1. Building a dependency graph between the assignments
I take it your goal is to compute as much assignments in parallel as possible while obtaining the same result as if you were sequentially computing the assignments one after another. To identify what can be done in parallel, I would suggest building a dependency graph between your assignment expression.
Starting from the last assignment: Any variable that participates in the assignment means that to compute it, we need to compute the last assignment that made a modification to the variable involved. With the example you gave:
&0 = 3 // A0 (variable initialization)
&1 = 6 // A1 (variable initialization)
&0 = &0 + 4 + 3 // A2
&1 = &0 - &1 + 2 + 5 // A3
&0 = &1 + 3 // A4
The dependencies are:
A4 <-- A3 (To compute A4, you need to compute A3 before)
A3 <-- A2 and A1 (To compute A3, you need to compute A2 for the value of &0 and A1 for &1)
A2 <-- A0
A1 <-- no dependency
A0 <-- no dependency
2. Recursively computing the dependencies
Disclaimer: I am not very familiar with the use of locks and threads in C++. But I think I can give an general approach.
Now that you have established what the dependencies are, you can try to compute them.

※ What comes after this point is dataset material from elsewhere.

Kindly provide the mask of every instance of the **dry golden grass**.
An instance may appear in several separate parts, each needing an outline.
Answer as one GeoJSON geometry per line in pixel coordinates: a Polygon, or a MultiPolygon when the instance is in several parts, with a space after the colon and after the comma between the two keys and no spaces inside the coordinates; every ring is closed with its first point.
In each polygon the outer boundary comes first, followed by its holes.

I can suggest this simplistic approach for a procedure of a thread:
computeAssignment(Assignment * as) {
if (as is not computed) {
lock Assignment as
for each dependency of as {
spawn a thread running computeAssignment(dependency) // Recursion occurs here
}
wait for all the threads spawned in the for loop to finish
compute the result of this assignment
unlock Assignment as
}
return result of as
}
When a thread starts to examine the assignment it was given, it first checks if it was computed before. This check must be done in a manner that makes the first thread to make this check block access to all other threads if the assignment is not computed.
While the first thread is busy spawning threads to compute dependencies and computing the result of the assignment, the other threads are blocked on this first check. When the first thread eventually unlocks the assignment, all the threads that were waiting will see that the result was computed.
To start the computation, you should spawn one of these threads for each variable you have and giving them the last assignment that modifies the variable as parameter. In your example, that would be 2 threads starting with assignments A4 (last to modify &0) and A3 (last to modify &1).